Within a Monte Carlo simulation framework, variance reduction is a vital part of the valuation of insurance liabilities. The complex nature of insurance products and their exposure towards a variety of risk factors—which usually are stochastically simulated—typically leads to a large number of scenarios, required to derive estimates for the expected value of these liabilities. The reliability of these estimates is measured by a confidence interval, normally in terms of the standard deviation of the sampled values. Well-known square root convergence, however, implies that reducing the confidence interval of the estimates by increasing the number of simulations is not very efficient. The run-times involved in the valuation of the insurance liabilities are a crucial factor for the steering and management of insurance companies.

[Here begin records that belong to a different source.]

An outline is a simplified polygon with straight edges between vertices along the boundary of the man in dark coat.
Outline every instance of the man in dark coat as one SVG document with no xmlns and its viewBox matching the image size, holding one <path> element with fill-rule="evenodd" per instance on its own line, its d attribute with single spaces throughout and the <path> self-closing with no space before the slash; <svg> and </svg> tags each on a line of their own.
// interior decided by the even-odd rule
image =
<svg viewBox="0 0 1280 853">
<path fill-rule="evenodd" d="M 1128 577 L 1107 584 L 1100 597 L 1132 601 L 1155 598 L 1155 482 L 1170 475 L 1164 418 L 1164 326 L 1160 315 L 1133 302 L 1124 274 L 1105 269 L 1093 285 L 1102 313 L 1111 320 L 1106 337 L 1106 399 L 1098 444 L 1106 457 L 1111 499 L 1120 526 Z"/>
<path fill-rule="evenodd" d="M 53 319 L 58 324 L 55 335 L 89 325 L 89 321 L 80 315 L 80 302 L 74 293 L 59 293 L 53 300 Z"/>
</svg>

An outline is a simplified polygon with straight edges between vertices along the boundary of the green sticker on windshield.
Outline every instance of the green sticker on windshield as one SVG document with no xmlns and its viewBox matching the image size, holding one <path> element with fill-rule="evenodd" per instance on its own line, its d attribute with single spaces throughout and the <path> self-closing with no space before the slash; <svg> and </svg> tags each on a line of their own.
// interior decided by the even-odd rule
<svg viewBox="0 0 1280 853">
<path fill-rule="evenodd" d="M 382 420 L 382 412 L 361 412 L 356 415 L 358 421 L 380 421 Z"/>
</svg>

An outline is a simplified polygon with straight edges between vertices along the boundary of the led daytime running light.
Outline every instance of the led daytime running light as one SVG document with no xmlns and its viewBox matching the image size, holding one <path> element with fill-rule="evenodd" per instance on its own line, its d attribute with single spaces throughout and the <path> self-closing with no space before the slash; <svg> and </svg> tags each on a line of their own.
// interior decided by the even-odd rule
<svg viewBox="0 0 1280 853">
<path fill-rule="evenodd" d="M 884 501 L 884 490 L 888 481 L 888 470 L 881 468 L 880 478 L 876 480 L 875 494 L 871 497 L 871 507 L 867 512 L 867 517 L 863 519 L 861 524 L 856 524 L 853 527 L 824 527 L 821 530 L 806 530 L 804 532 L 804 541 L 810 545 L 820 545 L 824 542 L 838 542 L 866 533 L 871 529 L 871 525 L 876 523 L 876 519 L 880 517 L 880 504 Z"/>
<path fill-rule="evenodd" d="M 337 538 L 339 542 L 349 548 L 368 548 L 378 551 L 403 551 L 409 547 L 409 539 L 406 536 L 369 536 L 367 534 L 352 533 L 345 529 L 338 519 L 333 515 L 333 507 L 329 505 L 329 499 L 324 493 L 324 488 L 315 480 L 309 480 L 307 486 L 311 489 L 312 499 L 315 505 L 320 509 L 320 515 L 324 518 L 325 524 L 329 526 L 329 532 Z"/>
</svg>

Therefore, insurers turn towards variance reduction techniques that allow for scaling down the remaining variance without increasing the overall simulation budget. While the implementation of these methods typically requires a change of the overall simulation framework, we present in this document a new control variate approach that works within the existing simulation framework. It achieves a reduction of variance by combining the leakage of the simulation model with the liability value under consideration in a smart way. This report demonstrates that model leakage can be efficiently used as a control variate to reduce the variance of economic valuations of insurance liabilities.
This paper has been co-authored with Andreas Meister, Marcel Ambrus and Urs Burri from Baloise, Switzerland.